To serve up a service over TCP, some program has to call listen() to get a listening socket, and that same program or one related to it has to call accept() to accept the individual incoming TCP connections as further connected sockets. OpenSSH's server dæmon operates in two basic modes in this regard.

  • It is started without the -i option. It executes listen() and then loops repeatedly calling accept() and fork()ing off child processes for every incoming connection.
  • It is started with the -i option. It expects something else to have called listen(), accept(), and fork(), and to have executed it with the connected socket as an already-open file descriptor.
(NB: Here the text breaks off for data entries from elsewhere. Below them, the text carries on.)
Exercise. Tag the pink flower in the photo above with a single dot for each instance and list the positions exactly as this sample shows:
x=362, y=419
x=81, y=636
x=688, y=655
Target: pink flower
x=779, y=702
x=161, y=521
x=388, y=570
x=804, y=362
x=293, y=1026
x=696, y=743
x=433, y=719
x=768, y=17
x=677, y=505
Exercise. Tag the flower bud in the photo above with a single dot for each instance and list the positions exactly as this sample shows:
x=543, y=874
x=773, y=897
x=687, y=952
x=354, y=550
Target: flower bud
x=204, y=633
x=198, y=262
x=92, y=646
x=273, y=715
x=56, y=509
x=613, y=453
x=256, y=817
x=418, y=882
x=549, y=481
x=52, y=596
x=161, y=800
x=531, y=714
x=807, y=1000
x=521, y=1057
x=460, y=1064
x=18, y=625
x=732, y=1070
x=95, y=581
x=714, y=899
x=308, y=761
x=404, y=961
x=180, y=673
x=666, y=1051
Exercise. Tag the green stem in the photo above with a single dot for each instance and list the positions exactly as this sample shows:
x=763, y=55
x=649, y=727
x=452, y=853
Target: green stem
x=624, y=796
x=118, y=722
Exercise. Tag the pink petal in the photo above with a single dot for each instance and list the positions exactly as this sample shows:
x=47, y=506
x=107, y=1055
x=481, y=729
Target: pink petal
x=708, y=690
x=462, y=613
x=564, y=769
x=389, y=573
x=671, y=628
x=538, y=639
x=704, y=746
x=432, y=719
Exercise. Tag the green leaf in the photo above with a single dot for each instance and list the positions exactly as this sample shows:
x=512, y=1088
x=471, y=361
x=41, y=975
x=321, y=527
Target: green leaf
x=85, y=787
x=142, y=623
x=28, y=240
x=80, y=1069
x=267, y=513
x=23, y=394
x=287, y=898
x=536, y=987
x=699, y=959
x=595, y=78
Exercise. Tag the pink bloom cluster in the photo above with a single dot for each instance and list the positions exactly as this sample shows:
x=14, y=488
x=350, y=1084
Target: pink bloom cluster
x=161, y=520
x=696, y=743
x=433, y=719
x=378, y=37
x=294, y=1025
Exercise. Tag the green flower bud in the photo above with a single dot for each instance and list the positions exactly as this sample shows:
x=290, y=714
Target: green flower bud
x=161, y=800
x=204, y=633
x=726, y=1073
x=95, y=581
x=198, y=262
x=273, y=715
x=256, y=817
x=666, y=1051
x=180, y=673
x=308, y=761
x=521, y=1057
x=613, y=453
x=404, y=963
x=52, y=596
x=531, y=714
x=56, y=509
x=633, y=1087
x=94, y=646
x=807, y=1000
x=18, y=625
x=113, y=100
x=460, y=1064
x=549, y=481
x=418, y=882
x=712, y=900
The latter mode is the nowait style of TCP server under the old inetd superserver, the Accept=yes style of TCP socket unit in systemd, and the style of server that works with Daniel J. Bernstein's UCSPI-TCP.

The former mode unfortunately does not correspond with the wait style of TCP server under inetd and the Accept=no style of TCP server under systemd. OpenSSH does not speak the LISTEN_FDS protocol and does not acknowledge already-open file descriptors for listening sockets. Additionally unfortunate is that some people encourage this mode of use and it is thus likely the way that OpenSSH is set up to run on your system.

Because what you want is the latter mode.

You wrap ssh -i inside something else that looks at the information about the remote end of the connnection and does stuff based upon what it finds before then exec()ing ssh -i. (UCSPI-TCP makes this very easy, as the remote end information is put into environment variables.) You then invoke the wrapper instead of invoking ssh -i directly.

The particulars of doing this are up to you, because they depend from things that you haven't told us, such as what service management system you are using. It could range widely from a drop-in snippet with a different ExecStart in a systemd service unit through a revised xinetd config file to a replacement ./service program in a nosh service bundle.

An alternative approach, which will work with the non--i invocation mode but which does not generalize beyond certain options of one particular program giving one particular service (as the aforegiven approach in contrast does), is to use the Match mechanism in the sshd_config file. This cannot do anything except set a subset of OpenSSH options, including the log level, and of course doesn't apply even to other SSH server softwares, let alone to other types of service.

Be sensible in your wrapper. The SSH connection proper is not up and running at the time that it executes; you should not (for security) read any data from the network connection, nor write any to it; and the only things to be doing are checking addresses/ports against lists and thence configuring per-session settings in some way.